Até este ano, havia pouquíssimos títulos da autora disponíveis no Brasil, considerando-se sua vasta produção. Duas
editoras vêm preencher essa
lacuna com a publicação de livros recentes de Carol Oates:
"A Falta Que Você Me Faz"
(Nova Fronteira, 432 págs., R$
47) e "As Cataratas" (Globo,
484 págs., R$ 48).
Este último é um romance
épico sobre o efeito hipnótico
das cataratas do Niágara em
três "gerações" da família de
Ariah. O primeiro marido de
Ariah, quando estão em lua-de-mel, se atira da balaustrada do
desfiladeiro do Niágara.
Ela fica conhecida como a
"noiva-viúva das cataratas", vagando por ali durante todo o
tempo que duram a busca e o
resgate do corpo, o que atrai o
interesse do advogado Dirk
Burnaby, que acaba se casando
com a protagonista.
Tanto ele quanto seus três filhos terão suas vidas atreladas
ao fascínio exercido pela queda
de 800 metros das cataratas.
Assim como a própria Ariah.
Considerado pela autora um
de seus romances "públicos",
que ela contrapõe aos mais intimistas, "As Cataratas" envereda por temas de saúde e meio
ambiente na figura de Dirk
Burnaby, que tem sua bem-sucedida carreira arruinada em
uma luta cega para defender os
direitos de moradores de um
bairro próximo a indústrias
químicas que despejam -a história se passa na década de
1950- resíduos poluentes no
canal Love. Essa parte do enredo é baseada em fatos verídicos
dos primórdios da consciência
ecológica nos EUA.
Já "A Falta Que Você Me
Faz" pertence ao grupo de romances intimistas e retrata um
ano de luto na vida de Nikki Eaton, que se depara com a mãe
brutalmente assassinada na garagem de sua casa.

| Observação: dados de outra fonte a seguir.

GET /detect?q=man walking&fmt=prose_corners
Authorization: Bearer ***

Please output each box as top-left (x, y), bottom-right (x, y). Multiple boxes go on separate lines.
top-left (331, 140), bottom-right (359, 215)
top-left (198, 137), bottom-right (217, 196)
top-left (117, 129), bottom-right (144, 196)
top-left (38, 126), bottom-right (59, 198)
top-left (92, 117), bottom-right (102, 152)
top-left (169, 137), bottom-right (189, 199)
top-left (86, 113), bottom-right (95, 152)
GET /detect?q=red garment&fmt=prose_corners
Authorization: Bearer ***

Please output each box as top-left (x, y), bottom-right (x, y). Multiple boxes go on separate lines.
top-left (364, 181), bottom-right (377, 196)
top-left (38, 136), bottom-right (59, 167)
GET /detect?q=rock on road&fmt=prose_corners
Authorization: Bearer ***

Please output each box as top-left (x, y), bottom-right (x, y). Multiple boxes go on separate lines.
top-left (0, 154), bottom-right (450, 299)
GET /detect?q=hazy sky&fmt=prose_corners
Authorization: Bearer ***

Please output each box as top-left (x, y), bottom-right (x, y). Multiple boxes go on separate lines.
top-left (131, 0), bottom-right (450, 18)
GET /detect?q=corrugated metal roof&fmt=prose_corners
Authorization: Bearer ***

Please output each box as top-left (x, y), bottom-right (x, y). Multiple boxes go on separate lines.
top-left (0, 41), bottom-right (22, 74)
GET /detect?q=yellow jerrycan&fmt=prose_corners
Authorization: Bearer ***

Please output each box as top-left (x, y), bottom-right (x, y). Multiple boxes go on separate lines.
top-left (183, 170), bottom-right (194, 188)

Gwen "Pluma" Eaton, a mais
solícita vizinha e exemplar cidadã de Mt. Ephraim, no Estado de Nova York, é vítima de
suas boas intenções, ao ajudar
um ex-presidiário que termina
por esfaqueá-la. "Um dos desgarrados da mamãe", conjectura, devastada, a narradora.
O livro, publicado dois anos
após a morte da mãe de Carol
Oates, já na primeira página
anuncia sua pungência: "Esta é
a história da saudade que sinto
de mamãe. Um dia, de um modo singularmente seu, será
também a sua história".
Quase todo dedicado ao trabalho de luto (a primeira parte
da obra, que narra o assassinato e o desfecho das investigações, não chega a ocupar um
quarto do total), o romance encadeia imagens comoventes da
reconstrução da memória e da
autodescoberta.
Em entrevista à Folha, Carol
Oates fala desses dois romances, de seu interesse pela história do homem como "uma saga
trágica com infinitas variações" e da função dos filhos, a
de "celebrar as coisas muito pequenas" em homenagem às
mães, cuja função a autora define como "oceânica".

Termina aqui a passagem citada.